Could one make a ring of matrices of uncountable size?

I've seen several kinds of matrices. You could see a real square matrix as a mapping: $$ A \quad : \quad \{1, 2,\cdots, n \}^2 \ \longrightarrow \ \mathbb{R} $$ I've seen that there were also infinite matrices like these: $$ A \quad : \quad \mathbb{Z} \times \mathbb{Z} \ \longrightarrow \ \mathbb{R} $$ So I wondered if we could make an uncountable matrix like this one: $$ A \quad : \quad[0,1] \times [0,1] \ \longrightarrow \ \mathbb{R} $$ Equipped with the following matrixproduct: $$ f \circ g \quad : \quad (x_0,y_0) \ \longmapsto \ \int_0^1f(t,y_0)g(x_0,1-t) dt $$ The function that maps everything to $0$ could be seen as the $0$-element.

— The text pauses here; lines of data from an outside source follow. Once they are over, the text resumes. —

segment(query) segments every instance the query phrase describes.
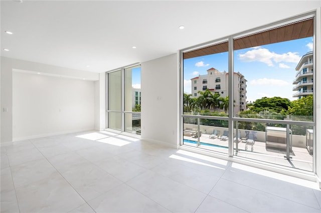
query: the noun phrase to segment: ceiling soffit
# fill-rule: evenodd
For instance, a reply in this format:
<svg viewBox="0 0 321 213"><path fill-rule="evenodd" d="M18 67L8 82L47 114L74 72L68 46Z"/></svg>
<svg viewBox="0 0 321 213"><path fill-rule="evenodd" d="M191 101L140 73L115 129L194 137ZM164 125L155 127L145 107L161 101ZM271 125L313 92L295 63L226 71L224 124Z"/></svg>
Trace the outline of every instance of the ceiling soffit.
<svg viewBox="0 0 321 213"><path fill-rule="evenodd" d="M252 48L279 42L312 36L313 19L300 21L234 40L234 50ZM228 51L228 42L184 52L183 58L190 58Z"/></svg>

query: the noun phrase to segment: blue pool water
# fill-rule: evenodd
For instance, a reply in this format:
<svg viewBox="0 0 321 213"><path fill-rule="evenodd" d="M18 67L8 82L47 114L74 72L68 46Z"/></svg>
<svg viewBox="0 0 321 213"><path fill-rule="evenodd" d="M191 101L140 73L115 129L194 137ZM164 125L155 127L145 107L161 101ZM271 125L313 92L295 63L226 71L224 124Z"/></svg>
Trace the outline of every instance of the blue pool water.
<svg viewBox="0 0 321 213"><path fill-rule="evenodd" d="M197 142L196 142L196 141L194 141L194 140L188 140L187 139L184 139L183 140L183 142L184 143L189 142L189 143L191 143L191 144L197 144ZM209 146L210 146L218 147L219 148L227 148L227 147L226 147L226 146L219 146L219 145L215 145L215 144L206 144L206 143L203 142L200 142L200 144L201 145Z"/></svg>

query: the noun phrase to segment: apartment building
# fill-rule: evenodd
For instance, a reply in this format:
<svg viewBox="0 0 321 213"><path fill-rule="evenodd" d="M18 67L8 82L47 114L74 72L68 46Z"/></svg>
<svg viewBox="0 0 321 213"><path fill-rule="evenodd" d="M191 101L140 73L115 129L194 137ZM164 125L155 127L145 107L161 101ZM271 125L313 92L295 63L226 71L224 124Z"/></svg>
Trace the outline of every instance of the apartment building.
<svg viewBox="0 0 321 213"><path fill-rule="evenodd" d="M132 88L132 94L131 106L132 108L135 108L136 105L140 104L140 102L141 100L140 89Z"/></svg>
<svg viewBox="0 0 321 213"><path fill-rule="evenodd" d="M300 98L313 94L313 51L303 56L295 68L295 86L293 91L297 91L293 96Z"/></svg>
<svg viewBox="0 0 321 213"><path fill-rule="evenodd" d="M191 94L193 98L199 97L199 91L208 88L212 92L218 93L221 97L228 96L228 75L226 71L220 72L215 68L207 70L207 74L199 75L192 78ZM234 113L246 110L246 80L240 72L233 74Z"/></svg>

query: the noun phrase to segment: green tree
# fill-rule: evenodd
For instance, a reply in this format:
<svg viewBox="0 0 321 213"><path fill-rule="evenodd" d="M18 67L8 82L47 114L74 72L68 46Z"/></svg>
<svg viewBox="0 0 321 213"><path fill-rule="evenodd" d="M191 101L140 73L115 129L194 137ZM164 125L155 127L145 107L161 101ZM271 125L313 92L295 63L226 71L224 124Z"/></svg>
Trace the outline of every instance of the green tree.
<svg viewBox="0 0 321 213"><path fill-rule="evenodd" d="M219 98L220 96L221 96L218 93L213 94L211 92L209 100L209 105L210 108L212 108L215 110L217 106L220 106L220 100L219 100Z"/></svg>
<svg viewBox="0 0 321 213"><path fill-rule="evenodd" d="M228 111L229 110L229 96L227 96L225 98L221 97L218 99L220 101L220 108L221 110L224 110L225 113L227 113L227 111ZM233 102L235 102L235 100L234 100Z"/></svg>
<svg viewBox="0 0 321 213"><path fill-rule="evenodd" d="M293 100L288 112L292 116L313 116L313 96Z"/></svg>
<svg viewBox="0 0 321 213"><path fill-rule="evenodd" d="M264 110L272 110L276 112L286 113L288 107L291 106L291 102L288 98L280 97L263 97L256 100L253 104L251 110L254 112L259 112Z"/></svg>

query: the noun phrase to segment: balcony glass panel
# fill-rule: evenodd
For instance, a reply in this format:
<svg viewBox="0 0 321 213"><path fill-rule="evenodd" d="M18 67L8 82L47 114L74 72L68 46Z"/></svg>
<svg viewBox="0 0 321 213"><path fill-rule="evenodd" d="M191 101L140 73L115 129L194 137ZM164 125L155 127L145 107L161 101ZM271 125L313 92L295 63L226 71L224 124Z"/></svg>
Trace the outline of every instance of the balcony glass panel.
<svg viewBox="0 0 321 213"><path fill-rule="evenodd" d="M125 132L140 135L140 113L125 113Z"/></svg>
<svg viewBox="0 0 321 213"><path fill-rule="evenodd" d="M183 144L228 154L228 121L184 118Z"/></svg>
<svg viewBox="0 0 321 213"><path fill-rule="evenodd" d="M234 154L312 172L313 136L308 132L313 132L313 126L289 126L288 134L286 129L285 124L239 122L237 130L241 138L237 146L235 144ZM289 150L287 158L287 148Z"/></svg>

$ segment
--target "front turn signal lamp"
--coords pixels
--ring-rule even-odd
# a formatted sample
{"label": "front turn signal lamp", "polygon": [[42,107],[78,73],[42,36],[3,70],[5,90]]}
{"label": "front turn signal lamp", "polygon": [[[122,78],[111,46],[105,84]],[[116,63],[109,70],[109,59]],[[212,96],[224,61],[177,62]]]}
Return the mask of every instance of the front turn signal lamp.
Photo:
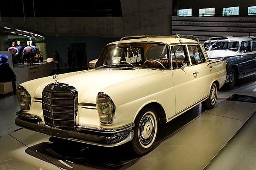
{"label": "front turn signal lamp", "polygon": [[30,108],[31,98],[30,95],[22,86],[17,87],[17,97],[21,110],[29,110]]}
{"label": "front turn signal lamp", "polygon": [[100,92],[97,95],[97,110],[102,124],[113,123],[116,107],[110,97],[106,93]]}

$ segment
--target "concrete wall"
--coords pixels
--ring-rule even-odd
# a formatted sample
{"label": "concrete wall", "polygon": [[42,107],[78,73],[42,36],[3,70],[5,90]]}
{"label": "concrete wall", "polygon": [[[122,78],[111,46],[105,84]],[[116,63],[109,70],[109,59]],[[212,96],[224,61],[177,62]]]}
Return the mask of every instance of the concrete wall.
{"label": "concrete wall", "polygon": [[172,1],[121,0],[122,17],[2,17],[2,22],[25,26],[45,36],[122,37],[171,33]]}

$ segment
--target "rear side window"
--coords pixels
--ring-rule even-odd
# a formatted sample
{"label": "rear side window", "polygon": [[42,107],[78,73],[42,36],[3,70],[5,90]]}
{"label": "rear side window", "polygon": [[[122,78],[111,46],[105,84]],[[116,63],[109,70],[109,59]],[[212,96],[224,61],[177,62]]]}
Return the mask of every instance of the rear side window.
{"label": "rear side window", "polygon": [[197,64],[206,61],[202,49],[200,47],[196,45],[188,45],[189,54],[191,59],[192,65]]}
{"label": "rear side window", "polygon": [[242,42],[240,51],[241,52],[251,52],[252,49],[250,42],[249,41]]}

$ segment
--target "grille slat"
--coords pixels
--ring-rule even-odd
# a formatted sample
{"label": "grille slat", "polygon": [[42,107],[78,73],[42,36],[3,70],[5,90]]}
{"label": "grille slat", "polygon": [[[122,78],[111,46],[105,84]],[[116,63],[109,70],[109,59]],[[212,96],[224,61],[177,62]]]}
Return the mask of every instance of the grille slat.
{"label": "grille slat", "polygon": [[67,85],[65,85],[64,88],[54,86],[53,89],[57,89],[49,91],[48,89],[53,86],[50,84],[43,91],[42,106],[46,124],[64,127],[73,127],[75,126],[75,107],[77,105],[75,102],[77,101],[73,89],[67,89]]}

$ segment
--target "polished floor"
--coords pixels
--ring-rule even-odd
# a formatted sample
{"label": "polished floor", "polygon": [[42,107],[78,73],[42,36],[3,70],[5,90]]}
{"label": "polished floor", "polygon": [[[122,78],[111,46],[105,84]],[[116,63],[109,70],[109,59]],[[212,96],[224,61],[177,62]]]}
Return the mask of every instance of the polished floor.
{"label": "polished floor", "polygon": [[20,128],[16,95],[0,99],[0,170],[256,170],[256,75],[218,91],[214,108],[199,104],[162,125],[143,156]]}

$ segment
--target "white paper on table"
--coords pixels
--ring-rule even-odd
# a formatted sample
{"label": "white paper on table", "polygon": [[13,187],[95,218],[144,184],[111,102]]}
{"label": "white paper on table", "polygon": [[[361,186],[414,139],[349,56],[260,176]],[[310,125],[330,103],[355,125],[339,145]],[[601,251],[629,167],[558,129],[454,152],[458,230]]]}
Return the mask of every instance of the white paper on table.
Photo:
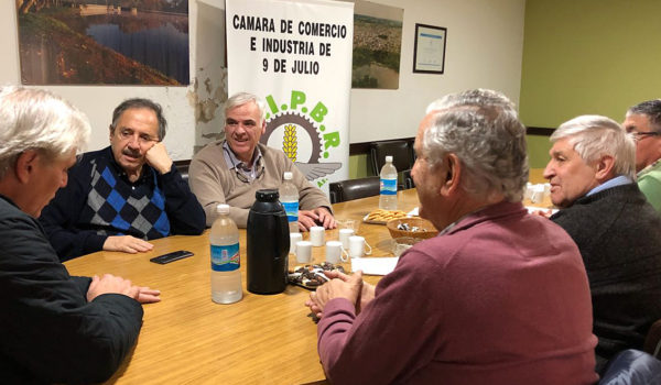
{"label": "white paper on table", "polygon": [[351,258],[351,272],[361,270],[362,274],[386,275],[394,270],[399,256]]}

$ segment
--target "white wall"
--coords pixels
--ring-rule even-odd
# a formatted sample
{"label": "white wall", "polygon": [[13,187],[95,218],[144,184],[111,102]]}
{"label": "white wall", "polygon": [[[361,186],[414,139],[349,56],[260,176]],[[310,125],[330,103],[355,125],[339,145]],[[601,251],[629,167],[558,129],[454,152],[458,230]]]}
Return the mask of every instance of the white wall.
{"label": "white wall", "polygon": [[[441,96],[492,88],[519,101],[525,0],[372,0],[404,9],[400,88],[351,90],[350,142],[414,136],[424,109]],[[112,109],[129,97],[156,100],[165,109],[165,138],[174,160],[191,158],[195,145],[221,128],[226,90],[224,0],[189,0],[188,87],[47,87],[86,112],[93,124],[89,150],[108,144]],[[445,74],[413,74],[415,23],[447,28]],[[0,85],[20,84],[14,1],[0,1]],[[204,136],[204,138],[203,138]]]}

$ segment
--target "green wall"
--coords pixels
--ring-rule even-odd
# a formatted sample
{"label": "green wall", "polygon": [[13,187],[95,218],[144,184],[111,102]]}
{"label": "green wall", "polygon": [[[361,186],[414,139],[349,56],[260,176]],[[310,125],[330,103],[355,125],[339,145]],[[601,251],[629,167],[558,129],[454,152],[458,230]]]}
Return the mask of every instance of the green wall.
{"label": "green wall", "polygon": [[[659,15],[660,0],[528,0],[523,123],[555,128],[587,113],[621,122],[630,106],[661,97]],[[530,135],[529,148],[531,167],[543,167],[548,138]]]}
{"label": "green wall", "polygon": [[371,176],[371,166],[367,154],[358,154],[349,156],[349,179],[365,178]]}

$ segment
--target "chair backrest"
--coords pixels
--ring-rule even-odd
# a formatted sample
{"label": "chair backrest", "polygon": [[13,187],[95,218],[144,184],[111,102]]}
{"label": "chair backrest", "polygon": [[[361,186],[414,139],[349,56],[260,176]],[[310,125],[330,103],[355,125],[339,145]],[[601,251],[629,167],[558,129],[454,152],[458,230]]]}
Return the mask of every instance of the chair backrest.
{"label": "chair backrest", "polygon": [[629,349],[610,359],[598,385],[661,384],[661,361]]}
{"label": "chair backrest", "polygon": [[370,145],[369,152],[375,175],[381,173],[381,167],[386,164],[386,155],[392,155],[392,164],[398,173],[411,169],[413,165],[413,152],[407,141],[375,142]]}
{"label": "chair backrest", "polygon": [[378,176],[334,182],[328,186],[330,190],[330,204],[379,195],[379,183],[380,179]]}
{"label": "chair backrest", "polygon": [[661,319],[652,323],[644,338],[642,350],[657,359],[661,359]]}

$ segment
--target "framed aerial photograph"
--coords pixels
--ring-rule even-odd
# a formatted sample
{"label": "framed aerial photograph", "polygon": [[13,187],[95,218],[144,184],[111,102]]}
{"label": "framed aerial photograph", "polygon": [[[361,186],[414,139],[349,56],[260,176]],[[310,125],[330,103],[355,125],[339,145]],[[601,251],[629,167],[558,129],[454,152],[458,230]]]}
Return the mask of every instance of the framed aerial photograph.
{"label": "framed aerial photograph", "polygon": [[446,37],[446,28],[415,23],[414,73],[443,74]]}
{"label": "framed aerial photograph", "polygon": [[404,10],[354,1],[351,88],[399,88]]}
{"label": "framed aerial photograph", "polygon": [[15,3],[24,85],[189,82],[188,0]]}

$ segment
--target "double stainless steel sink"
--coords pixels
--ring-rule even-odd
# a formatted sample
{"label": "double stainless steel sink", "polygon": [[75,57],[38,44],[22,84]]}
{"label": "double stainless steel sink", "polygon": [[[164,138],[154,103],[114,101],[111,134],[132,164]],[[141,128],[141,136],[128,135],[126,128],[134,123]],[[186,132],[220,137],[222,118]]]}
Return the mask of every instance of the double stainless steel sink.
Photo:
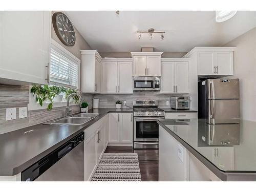
{"label": "double stainless steel sink", "polygon": [[80,125],[99,115],[98,113],[80,113],[71,117],[67,117],[53,121],[48,122],[44,124],[68,124]]}

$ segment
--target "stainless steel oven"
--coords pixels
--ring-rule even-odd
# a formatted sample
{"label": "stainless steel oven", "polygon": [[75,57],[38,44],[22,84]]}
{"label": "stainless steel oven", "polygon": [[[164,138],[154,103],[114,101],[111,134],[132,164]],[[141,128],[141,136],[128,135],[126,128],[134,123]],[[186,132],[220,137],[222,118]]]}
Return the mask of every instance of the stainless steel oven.
{"label": "stainless steel oven", "polygon": [[157,91],[160,90],[160,79],[158,77],[134,77],[133,91]]}
{"label": "stainless steel oven", "polygon": [[157,119],[164,117],[134,117],[134,148],[158,148]]}

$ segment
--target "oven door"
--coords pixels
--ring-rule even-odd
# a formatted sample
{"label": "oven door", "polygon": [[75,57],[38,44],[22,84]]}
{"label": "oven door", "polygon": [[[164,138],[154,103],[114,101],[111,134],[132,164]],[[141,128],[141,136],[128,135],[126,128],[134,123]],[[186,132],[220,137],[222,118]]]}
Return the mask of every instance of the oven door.
{"label": "oven door", "polygon": [[133,91],[154,91],[154,81],[153,79],[134,79]]}
{"label": "oven door", "polygon": [[134,141],[158,141],[159,125],[157,118],[134,117]]}

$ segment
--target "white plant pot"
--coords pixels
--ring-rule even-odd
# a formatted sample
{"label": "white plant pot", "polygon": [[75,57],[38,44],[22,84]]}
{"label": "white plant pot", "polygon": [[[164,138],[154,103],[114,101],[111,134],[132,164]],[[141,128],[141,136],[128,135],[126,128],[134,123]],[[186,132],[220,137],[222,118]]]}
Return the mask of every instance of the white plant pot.
{"label": "white plant pot", "polygon": [[63,95],[57,95],[54,98],[53,101],[55,102],[61,102],[62,101]]}
{"label": "white plant pot", "polygon": [[81,112],[82,113],[88,113],[88,107],[86,108],[81,108]]}
{"label": "white plant pot", "polygon": [[116,104],[116,109],[121,109],[121,104]]}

I wondered if this could become a ring with with some neutral matrix. I'd say that the following map described should somehow be this map, but the required features of a unitary element don't hold. $$ f(x,y) = 0 \ \text{ if } \ x \neq 1-y \qquad \text{ and } \qquad f(x,1-x) = 1 \ $$ Do you think that we can find another unitary element to make this a ring?


Solution 1:

Suppose you have a vector space of dimension $\kappa$ for whatever cardinality you want. Then you can model its linear transformations as row-finite matrices with entries indexed y $\kappa\times\kappa$ operating on the right of row vectors.(Row finite means each row has only finitely many nonzero entries.)

It is virtually the same construction you do for finite dimensional spaces, and it still works for all vector spaces. This is the 'obvious' use of this type of matrix ring. You can try to invent another product as you are attempting, but this is the most direct way.

Of course the column finite matrices are also a ring, as is the intersection of these two rings.